Most of the drugs prohibited by federal law are no more addictive or
dangerous than are the many legal drugs prescribed for various
physical and psychological pain. Because people as prominent as Russ
Limbaugh, Betty Ford, and Bret Favre became addicted to prescription
drugs has not resulted in those drugs being banned. Because tobacco
and alcohol have proven to be more addictive and bigger health risks
than has marijuana, has not resulted in a ban on tobacco and booze.
America's war on drugs is a war on freedom where the only crime is
choosing a particular anodyne that government has forbidden for
reasons that cannot be justified either by logic or under the founding
credo of this nation. The fear and misinformation that feeds beliefs
that freedom of choice in drug use will lead to savage anarchy has,
ironically, caused that very thing in Mexico and parts of the U.S. It
is because of the prohibition of the drugs, not because of their
intrinsic danger that the butchery and corruption occurs.

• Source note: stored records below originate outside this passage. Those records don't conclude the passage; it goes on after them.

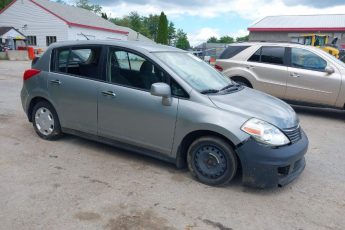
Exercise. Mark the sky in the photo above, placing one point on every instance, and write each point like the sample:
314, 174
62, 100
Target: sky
201, 19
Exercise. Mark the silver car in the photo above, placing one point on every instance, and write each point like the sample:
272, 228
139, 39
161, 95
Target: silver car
295, 73
165, 103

The unfounded hysteria over illegal drugs and the myths that justify
it have historical precedent in America. Similar aberrant national
psychology led the nation to betray its credo with the hypocrisy of
slavery and the subsequent vicious discrimination against
African-Americans. It did so again with the disenfranchisement of
women. Both of these nonsensical national hypocrisies were sustained
by false beliefs and irrational fears that granting full
Constitutional freedom to certain folks would jeopardize social stability.

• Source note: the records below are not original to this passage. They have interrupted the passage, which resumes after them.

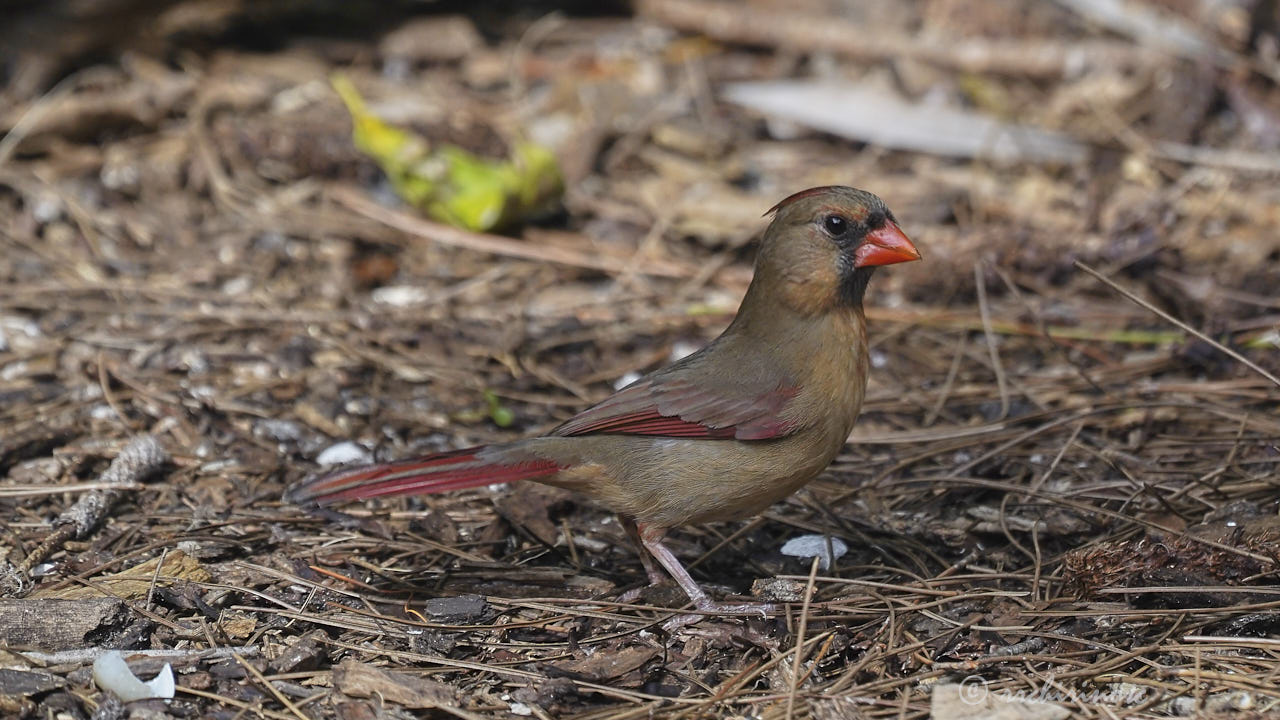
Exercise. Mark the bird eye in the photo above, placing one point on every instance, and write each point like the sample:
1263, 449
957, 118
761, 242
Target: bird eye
835, 224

Overcoming these official social tyrannies required long, hard, and
sometimes dangerous struggles. And here we are again with personal
freedom being suppressed and criminalized because the nation cannot or
will not examine the facts, think logically, nor support its own
founding principles as regards the choice of drug use.
The daily carnage in Mexico and in many neighborhoods here in America
is the product of America's abdication of reason, and the selfishness
of those forces enriched by keeping certain drugs illegal. Our packed
prisons, our increasing violent crime, our drain on beleaguered public
treasuries, and our suppression of freedom are the true and continuing
costs of drug prohibition. Demand for drugs will never be quenched by
anything but the most repressive police state-and then we will have
lost America.
For all his promise as a man of reason, for the millions of inquires
he received on his White House web site regarding a more sensible
approach to drug policy, President Obama has said he does not consider
legalization to be a wise approach. I urge him to restudy our
founding principles, examine the facts about drugs, and work to end
this irrational suppression of freedom.